Pistons Home Games Are Already Attendance Disasters
You know that sparkling new arena that Detroit and its citizens paid a hefty chunk of $863 million for? Yeah, nobody is going to games there.
The team announced a near-sellout crowd of 20,491 for their home opener against the Hornets, a figure which is hard to take seriously and was reached only after the Pistons reportedly tried to give away 20,000 tickets. And that’s the home opener! The test of a fanbase’s willingness to see their team and an arena’s worthiness in serving them doesn’t come in a marquee game, it takes place on a Monday against the Sixers. Even though the Sixers can be really fun, they’re perhaps not the biggest ticket draw for casual fans, and if you consider last night a more valid litmus test of how the arena, named after shitty pizza, can perform over the course of a season, you wouldn’t be encouraged at all.
The Pistons said that 13,709 fans came last night. I can’t count to 13,709, but there did not appear to be anywhere near that number in the seats. Thanks to the bright red seats of the bowl, you can see exactly where the empty seats are.
Here’s tip off:
Here’s a picture of the arena one minute after tip-off, sent to us by a reader:
Check out that sea of red:
You can see more in the crowd shots here:
If this wasn’t enough, the Red Wings are already complaining about the ice conditions at the arena.
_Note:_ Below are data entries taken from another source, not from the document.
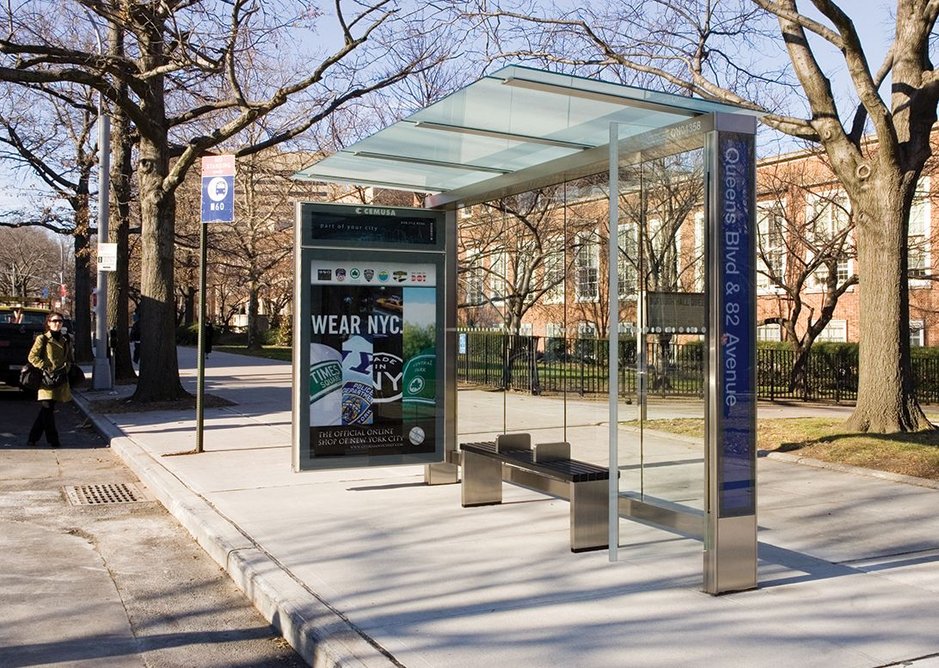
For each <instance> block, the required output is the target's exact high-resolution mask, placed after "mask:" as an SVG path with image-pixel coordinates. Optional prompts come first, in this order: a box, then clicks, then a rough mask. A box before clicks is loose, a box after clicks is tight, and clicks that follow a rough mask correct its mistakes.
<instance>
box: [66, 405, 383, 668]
mask: <svg viewBox="0 0 939 668" xmlns="http://www.w3.org/2000/svg"><path fill="white" fill-rule="evenodd" d="M73 400H74V401H75V404H76V405H77V406H78V407H79V409H80V410H81V411H82V412H83V413H84V414H85V416H86V417H87V418H88V419H89V420H91V422H92V424H93V425H94V427H95V429H96V430H97V431H98V432H99V433H100V434H101V435H102V436H103V437H104V438H105V440H107V441H108V443H109V445H110V447H111V449H112V450H113V451H114V452H115V453H116V454H117V455H118V456H119V457H120V458H121V459H122V460H123V461H124V463H125V464H126V465H127V466H128V468H130V469H131V470H132V471H133V472H134V474H135V475H137V477H138V478H139V479H140V480H141V482H143V483H144V484H146V486H147V487H148V488H149V489H150V491H151V492H152V493H153V495H154V496H155V497H156V498H157V499H158V500H159V501H160V503H161V504H163V506H164V507H165V508H166V510H167V511H168V512H169V513H170V514H171V515H173V517H175V518H176V520H177V521H178V522H179V523H180V524H181V525H182V526H183V527H184V528H185V529H186V530H187V531H188V532H189V533H190V534H191V535H192V537H193V538H194V539H195V540H196V542H197V543H198V544H199V545H200V546H201V547H202V549H204V550H205V551H206V552H207V553H208V554H209V555H210V556H211V557H212V559H214V560H215V562H216V563H217V564H218V565H219V566H220V567H221V568H222V569H223V570H224V571H225V572H226V573H227V574H228V576H229V577H230V578H231V579H232V581H233V582H234V583H235V585H237V586H238V588H239V589H241V591H242V592H243V593H244V594H245V596H246V597H247V598H248V600H250V601H251V603H252V604H253V605H254V606H255V608H257V610H258V611H259V612H260V613H261V615H262V616H263V617H264V618H265V619H266V620H267V621H268V622H269V623H270V624H271V625H272V626H273V627H274V628H275V629H277V631H278V632H279V633H280V634H281V635H283V637H284V639H285V640H287V642H289V643H290V645H291V646H292V647H293V648H294V649H295V650H296V651H297V653H298V654H299V655H300V657H301V658H302V659H303V660H304V661H306V662H307V663H308V664H309V665H311V666H317V668H320V667H321V666H323V667H325V668H333V667H335V668H340V667H342V668H347V667H349V666H362V667H364V668H388V667H390V666H396V667H399V668H400V666H401V664H400V663H399V662H398V661H396V660H395V659H394V657H393V656H392V655H391V654H390V653H389V652H388V651H387V650H384V649H383V648H381V647H380V646H379V645H378V644H377V643H375V641H373V640H372V639H371V638H370V637H369V636H368V635H367V634H366V633H365V632H364V631H362V630H361V629H359V628H357V627H356V626H355V625H354V624H353V623H352V622H350V621H349V620H348V619H347V618H346V617H345V616H344V615H342V613H340V612H339V611H338V610H336V609H335V608H333V607H332V606H330V605H329V604H328V603H327V602H325V601H323V600H322V599H320V598H319V597H318V596H317V595H316V594H315V593H314V592H312V591H310V590H309V589H308V588H306V587H305V586H303V585H302V584H301V583H300V582H299V581H298V580H297V579H296V578H295V577H294V576H293V574H292V573H290V571H289V570H288V569H286V568H285V567H284V566H282V565H281V564H280V563H279V562H278V561H277V560H276V559H274V558H273V557H271V555H269V554H268V553H267V552H266V551H264V549H263V548H261V547H260V546H258V545H257V544H256V543H255V542H254V541H252V540H251V539H250V537H248V536H247V535H245V534H244V533H243V532H242V531H241V530H240V529H239V528H238V526H237V525H235V524H234V523H232V522H231V521H230V520H229V519H228V518H226V517H225V516H224V515H222V514H221V513H220V512H218V511H217V510H216V509H215V507H214V506H212V504H211V503H209V502H208V501H207V500H206V499H204V498H203V497H202V496H200V495H199V494H197V493H196V492H194V491H192V490H191V489H189V488H188V487H187V486H186V485H185V484H183V482H182V481H180V480H179V478H177V477H176V476H175V475H174V474H173V473H172V472H171V471H170V470H169V469H167V468H166V467H165V466H163V465H162V464H161V463H160V462H159V461H158V460H157V459H156V458H154V457H153V456H152V455H151V454H150V453H148V452H147V451H146V450H144V449H143V448H142V447H141V446H140V445H138V444H137V443H136V442H135V441H134V440H133V439H132V438H130V437H128V436H125V435H124V434H123V432H121V431H120V430H119V429H118V428H117V427H115V426H114V424H113V423H112V422H110V421H109V420H107V419H106V418H102V417H101V416H99V415H97V414H95V413H93V412H92V411H91V409H90V405H89V404H88V400H87V399H86V398H85V397H84V396H82V394H81V393H79V392H76V393H75V394H74V395H73Z"/></svg>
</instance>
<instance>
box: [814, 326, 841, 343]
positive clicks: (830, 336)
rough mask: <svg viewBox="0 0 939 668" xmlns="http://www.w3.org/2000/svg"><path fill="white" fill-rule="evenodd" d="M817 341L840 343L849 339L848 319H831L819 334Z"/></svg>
mask: <svg viewBox="0 0 939 668" xmlns="http://www.w3.org/2000/svg"><path fill="white" fill-rule="evenodd" d="M815 340H816V341H835V342H838V343H844V342H846V341H847V340H848V321H847V320H831V321H829V323H828V324H827V325H825V329H823V330H822V333H821V334H819V335H818V338H817V339H815Z"/></svg>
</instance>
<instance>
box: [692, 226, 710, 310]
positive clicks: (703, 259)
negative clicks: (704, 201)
mask: <svg viewBox="0 0 939 668" xmlns="http://www.w3.org/2000/svg"><path fill="white" fill-rule="evenodd" d="M706 235H707V225H705V221H704V212H703V211H698V212H697V213H696V214H695V215H694V290H695V292H704V279H705V277H706V276H707V267H706V266H705V257H704V249H705V248H706V246H705V242H706V240H707V237H706Z"/></svg>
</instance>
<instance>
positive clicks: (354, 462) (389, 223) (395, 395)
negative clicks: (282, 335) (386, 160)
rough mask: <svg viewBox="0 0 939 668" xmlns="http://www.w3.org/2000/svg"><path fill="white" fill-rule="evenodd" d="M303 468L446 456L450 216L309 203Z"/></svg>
mask: <svg viewBox="0 0 939 668" xmlns="http://www.w3.org/2000/svg"><path fill="white" fill-rule="evenodd" d="M297 220H298V224H297V236H298V247H299V252H298V253H297V257H298V261H297V267H296V280H297V282H296V286H295V328H296V330H295V345H294V385H293V432H294V439H293V440H294V469H295V470H297V471H302V470H310V469H321V468H350V467H359V466H388V465H394V464H425V463H432V462H439V461H442V460H443V440H444V439H443V426H442V425H443V404H444V402H443V393H444V379H443V367H444V364H443V359H442V356H440V357H439V359H438V356H439V353H440V351H442V350H443V349H444V348H443V337H444V327H443V323H444V318H443V307H444V291H443V287H444V286H443V282H444V281H443V277H444V275H445V274H444V247H443V214H442V213H439V212H435V211H428V210H425V209H403V208H389V207H374V206H352V205H326V204H323V205H320V204H301V205H299V207H298V216H297Z"/></svg>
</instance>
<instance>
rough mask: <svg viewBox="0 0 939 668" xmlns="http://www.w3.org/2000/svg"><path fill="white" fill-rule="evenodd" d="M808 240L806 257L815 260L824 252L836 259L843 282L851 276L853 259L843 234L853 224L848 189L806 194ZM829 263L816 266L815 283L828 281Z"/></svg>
mask: <svg viewBox="0 0 939 668" xmlns="http://www.w3.org/2000/svg"><path fill="white" fill-rule="evenodd" d="M805 218H806V230H807V232H808V233H807V235H806V242H807V243H808V244H809V252H808V256H807V257H806V261H807V262H809V263H811V262H812V261H813V260H814V258H815V257H817V256H819V254H820V253H822V254H824V255H825V256H826V257H830V258H832V259H835V261H836V262H837V265H836V269H835V271H836V278H837V280H838V282H839V283H843V282H844V281H846V280H848V278H849V277H850V276H851V272H852V261H851V258H850V256H849V253H848V238H847V236H844V237H842V236H841V235H842V234H844V232H845V230H846V229H847V228H848V226H849V225H850V224H851V203H850V202H849V201H848V196H847V195H846V194H845V193H844V191H841V190H839V191H836V192H832V193H812V194H809V195H808V196H807V197H806V212H805ZM828 273H829V268H828V263H824V264H820V265H819V266H818V268H817V269H816V270H815V272H814V274H813V276H812V279H811V284H812V286H813V287H816V288H823V287H825V285H826V284H827V283H828Z"/></svg>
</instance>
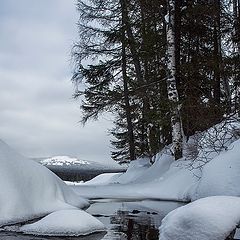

This attendance boondoggle might slowly improve over the course of the season if the Pistons are in serious contention for a playoff spot, but the gap between 13,000 and 21,000 is more of a gulf. Maybe this was a serious misread of the degree to which the Pistons relied on their suburban fanbase out in Auburn Hills, though nobody went to games there either and that’d be giving the owners too much credit. The point of the arena deal and that wad of taxpayer cash was to “ revitalize” a moribund downtown. That it’s taken a single home game (and that might even be generous) for the new car smell to wear off should encapsulate pretty neatly the scam of publicly financed stadiums.